Now you can use the resulting clean image to proceed to self-cal the data. Before that, it is important to check if all fields have some emission in the model data column, if not, or very weak you would want to exclude from gaincal below. Because the bright Source B is in all the sidelobes all fields, do have some model data components.

# checking the model data for all the fields
plotms(vis='IRAS16293_Band9_CONT.msAVG', 
      xaxis='time', yaxis='amp',field='',iteration='field',
      spw='', avgchannel='4000',coloraxis='field',
      ydatacolumn='model',xselfscale=True,yselfscale=True)

Now we proceed with gaincal to perform self-cal (for phases) on the data.

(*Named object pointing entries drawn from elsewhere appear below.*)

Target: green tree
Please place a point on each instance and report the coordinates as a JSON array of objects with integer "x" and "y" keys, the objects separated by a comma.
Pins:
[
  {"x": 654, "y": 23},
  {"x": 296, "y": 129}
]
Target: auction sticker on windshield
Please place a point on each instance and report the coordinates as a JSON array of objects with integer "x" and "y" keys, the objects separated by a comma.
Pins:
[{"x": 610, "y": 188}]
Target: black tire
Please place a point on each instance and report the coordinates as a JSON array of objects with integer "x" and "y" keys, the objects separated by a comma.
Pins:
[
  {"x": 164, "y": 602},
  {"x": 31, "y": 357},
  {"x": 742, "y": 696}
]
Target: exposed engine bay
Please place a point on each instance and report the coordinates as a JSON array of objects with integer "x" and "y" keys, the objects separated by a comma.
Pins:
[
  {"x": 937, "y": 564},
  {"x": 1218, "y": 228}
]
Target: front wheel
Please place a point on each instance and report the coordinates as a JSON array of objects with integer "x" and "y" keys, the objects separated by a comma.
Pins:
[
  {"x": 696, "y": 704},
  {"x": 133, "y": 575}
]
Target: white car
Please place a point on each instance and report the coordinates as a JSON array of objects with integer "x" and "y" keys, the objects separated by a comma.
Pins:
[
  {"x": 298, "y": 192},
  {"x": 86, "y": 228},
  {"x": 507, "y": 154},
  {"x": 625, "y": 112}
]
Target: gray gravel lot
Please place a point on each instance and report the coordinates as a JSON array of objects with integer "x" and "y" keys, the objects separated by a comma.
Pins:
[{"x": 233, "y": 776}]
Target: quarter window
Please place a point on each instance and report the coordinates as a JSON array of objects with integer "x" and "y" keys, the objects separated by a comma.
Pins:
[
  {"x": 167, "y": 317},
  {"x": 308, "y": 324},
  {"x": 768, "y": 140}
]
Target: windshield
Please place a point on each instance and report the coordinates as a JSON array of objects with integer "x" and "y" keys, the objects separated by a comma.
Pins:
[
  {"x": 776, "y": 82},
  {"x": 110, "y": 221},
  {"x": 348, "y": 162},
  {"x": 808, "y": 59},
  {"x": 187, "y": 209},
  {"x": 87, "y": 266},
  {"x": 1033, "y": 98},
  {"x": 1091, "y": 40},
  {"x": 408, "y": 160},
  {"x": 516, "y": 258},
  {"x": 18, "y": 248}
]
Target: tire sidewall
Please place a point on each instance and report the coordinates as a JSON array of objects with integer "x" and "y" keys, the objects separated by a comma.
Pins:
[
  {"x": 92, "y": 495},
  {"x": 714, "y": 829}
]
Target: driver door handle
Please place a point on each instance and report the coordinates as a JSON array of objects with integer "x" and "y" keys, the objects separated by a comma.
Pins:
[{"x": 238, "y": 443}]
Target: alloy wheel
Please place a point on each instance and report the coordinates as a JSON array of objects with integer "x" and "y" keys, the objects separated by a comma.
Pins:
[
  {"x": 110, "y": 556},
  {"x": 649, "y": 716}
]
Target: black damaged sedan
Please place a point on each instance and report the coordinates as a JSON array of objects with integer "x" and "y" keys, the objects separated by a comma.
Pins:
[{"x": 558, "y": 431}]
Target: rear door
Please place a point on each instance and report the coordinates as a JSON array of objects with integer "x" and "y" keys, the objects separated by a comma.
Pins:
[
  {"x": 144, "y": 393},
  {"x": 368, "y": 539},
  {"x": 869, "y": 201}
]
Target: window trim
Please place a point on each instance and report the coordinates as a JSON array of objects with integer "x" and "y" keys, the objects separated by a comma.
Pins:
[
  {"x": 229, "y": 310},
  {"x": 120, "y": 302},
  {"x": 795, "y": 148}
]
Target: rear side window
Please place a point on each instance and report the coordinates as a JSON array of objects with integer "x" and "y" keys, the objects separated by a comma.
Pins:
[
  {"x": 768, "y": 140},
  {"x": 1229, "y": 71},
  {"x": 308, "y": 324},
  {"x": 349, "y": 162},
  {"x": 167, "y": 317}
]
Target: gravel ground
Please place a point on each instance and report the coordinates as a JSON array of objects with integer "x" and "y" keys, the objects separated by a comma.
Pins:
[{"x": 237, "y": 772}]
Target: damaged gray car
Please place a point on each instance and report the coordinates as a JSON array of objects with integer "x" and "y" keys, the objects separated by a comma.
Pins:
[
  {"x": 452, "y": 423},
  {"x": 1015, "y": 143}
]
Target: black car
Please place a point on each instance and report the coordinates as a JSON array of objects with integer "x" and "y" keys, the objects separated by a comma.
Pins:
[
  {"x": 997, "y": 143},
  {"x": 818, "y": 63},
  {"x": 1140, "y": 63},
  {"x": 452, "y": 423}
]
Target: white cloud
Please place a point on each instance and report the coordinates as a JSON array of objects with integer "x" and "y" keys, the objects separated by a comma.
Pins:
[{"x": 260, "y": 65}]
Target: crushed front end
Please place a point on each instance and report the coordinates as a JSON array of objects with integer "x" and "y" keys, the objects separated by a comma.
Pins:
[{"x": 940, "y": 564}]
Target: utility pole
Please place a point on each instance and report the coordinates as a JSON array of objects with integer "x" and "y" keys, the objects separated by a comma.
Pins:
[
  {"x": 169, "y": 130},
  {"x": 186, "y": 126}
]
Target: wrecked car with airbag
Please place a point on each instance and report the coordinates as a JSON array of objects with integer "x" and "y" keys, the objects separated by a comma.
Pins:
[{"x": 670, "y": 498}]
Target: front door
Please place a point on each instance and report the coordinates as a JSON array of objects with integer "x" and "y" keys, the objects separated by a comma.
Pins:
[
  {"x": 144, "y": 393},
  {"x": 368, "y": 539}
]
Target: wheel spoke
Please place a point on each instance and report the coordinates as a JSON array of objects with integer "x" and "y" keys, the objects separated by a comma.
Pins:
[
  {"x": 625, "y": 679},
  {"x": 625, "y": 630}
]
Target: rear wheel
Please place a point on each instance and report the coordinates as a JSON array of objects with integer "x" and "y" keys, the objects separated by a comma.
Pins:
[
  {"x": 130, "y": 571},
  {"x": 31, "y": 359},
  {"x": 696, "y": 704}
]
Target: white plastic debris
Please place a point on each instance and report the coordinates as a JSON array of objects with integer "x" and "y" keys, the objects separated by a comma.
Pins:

Even with minsnr=3.0 there will be failed solutions.

# get one scan per field
os.system('rm -rf cont_pcal1')
gaincal(vis='IRAS16293_Band9_CONT.msAVG',caltable='cont_pcal1',gaintype='T',
        refant='DV14',calmode='p',combine='',spw='',field='',
        solint='inf',minsnr=3.0,minblperant=4)

The solutions for five antennas are shown in Figure 6, and are produced with the next plotcal. Be sure to check all the antennas.

Fig. 6. Phase solutions for the first self-cal run.
plotcal(caltable='cont_pcal1',xaxis='time',yaxis='phase',
        spw='',iteration='antenna',subplot=511,plotrange=[0,0,-80,80],
        antenna='',timerange='')

# The phases are remarkably stable for Band 9! 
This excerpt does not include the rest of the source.